Our April 2018 Shower beneficiary was the Crisis Nursery of Greater Rochester. The Crisis Nursery provides temporary care for babies and children during family crisis when the family has no other trusted support. The shower was held on April 26th from 5:30pm to 9:00pm, at Parish of the Holy Family Nellis Hall, 250 Coldwater Rd, Rochester.
A portion of the proceeds from the Gift Basket raffle will be donated to Crisis Nursery of Greater Rochester. Our guests were asked to bring an item or two from the wish list for the "Crisis Nursery of Greater Rochester".
Altrusa Events
Rochester Children's Book Festival
In the Fall of 2016, Altrusa completed its thirteenth year participating in the Rochester Children's Book Festival. This wonderful festival brought many of our local children book authors to one location. There were craft and reading rooms, workshops by authors on the craft of writing every half hour and many community groups' tables to visit.

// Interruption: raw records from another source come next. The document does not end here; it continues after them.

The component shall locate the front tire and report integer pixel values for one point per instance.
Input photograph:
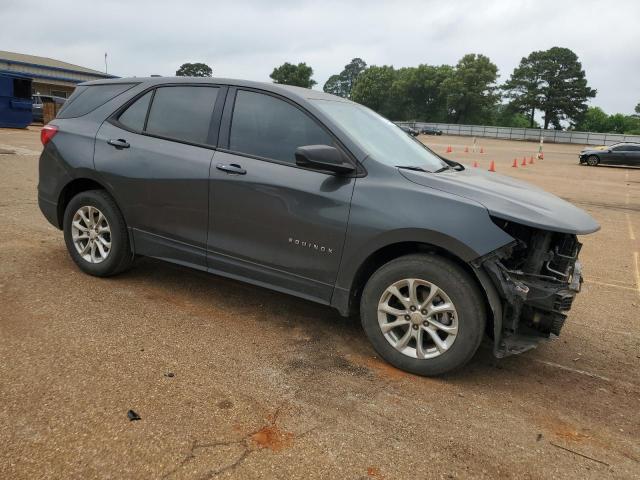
(423, 314)
(96, 234)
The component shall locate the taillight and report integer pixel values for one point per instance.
(47, 133)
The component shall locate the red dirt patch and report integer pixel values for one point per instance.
(273, 438)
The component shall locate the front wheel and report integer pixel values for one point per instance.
(592, 160)
(96, 234)
(423, 314)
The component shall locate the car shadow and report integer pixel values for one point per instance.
(339, 344)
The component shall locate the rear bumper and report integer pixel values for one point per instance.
(50, 211)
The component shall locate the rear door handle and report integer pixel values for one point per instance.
(231, 168)
(119, 143)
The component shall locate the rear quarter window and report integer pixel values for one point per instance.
(91, 97)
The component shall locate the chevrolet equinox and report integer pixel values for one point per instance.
(313, 195)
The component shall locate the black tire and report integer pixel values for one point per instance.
(120, 256)
(461, 290)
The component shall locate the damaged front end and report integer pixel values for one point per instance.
(536, 277)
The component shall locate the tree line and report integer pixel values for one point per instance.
(551, 82)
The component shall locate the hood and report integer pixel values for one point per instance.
(510, 199)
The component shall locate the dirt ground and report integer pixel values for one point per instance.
(235, 381)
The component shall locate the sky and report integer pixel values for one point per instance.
(248, 38)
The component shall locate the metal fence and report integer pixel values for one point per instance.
(530, 134)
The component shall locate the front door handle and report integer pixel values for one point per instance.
(119, 143)
(231, 168)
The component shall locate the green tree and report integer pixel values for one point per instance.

The 20th Annual Rochester Children's Book Festival was on Saturday, November 12th, 2016, in the Flynn Campus Center at Monroe Community College. If you have not attended this wonderful event please plan to do so this coming Fall for the 21st Annual Rochester Children's Book Festival on November 4th, 2017. Please take a few minutes to visit our Altrusa of Rochester table and learn of our many community events.
Festival to Go
Thirty five of the invited authors from the Rochester Children's Book Festival also volunteered to partner with Altrusa at our city schools in the thirteenth annual "Festival to Go". This event was held on October 12th, 13th, and 14th at School 45 Mary McLeod Bethune. On October 19th the authors were at School 10 Dr. Walter Cooper Academy and on October 25th at School 33 John James Audubon. There were over 100 presentations in the classrooms, from kindergarten to grade 8, that brought the writing and reading experience to the students.
The Altrusa Club purchased books from the presenting authors and donated them to each school library. Each author did a 45 minute presentation in the classrooms with their focus around these books. The Altrusa members joined the authors in the classrooms to share in this wonderful experience with the children.
Certificates of appreciation were presented to each school librarian, as well as each author, by the Altrusa members.
A special thank you to author, Vivian Vande Velde and Altrusa member, Jody LaRose for coordinating the "2016 Festival To Go". We also wish to thank the participating authors and the Altrusa members who volunteered their time at the schools.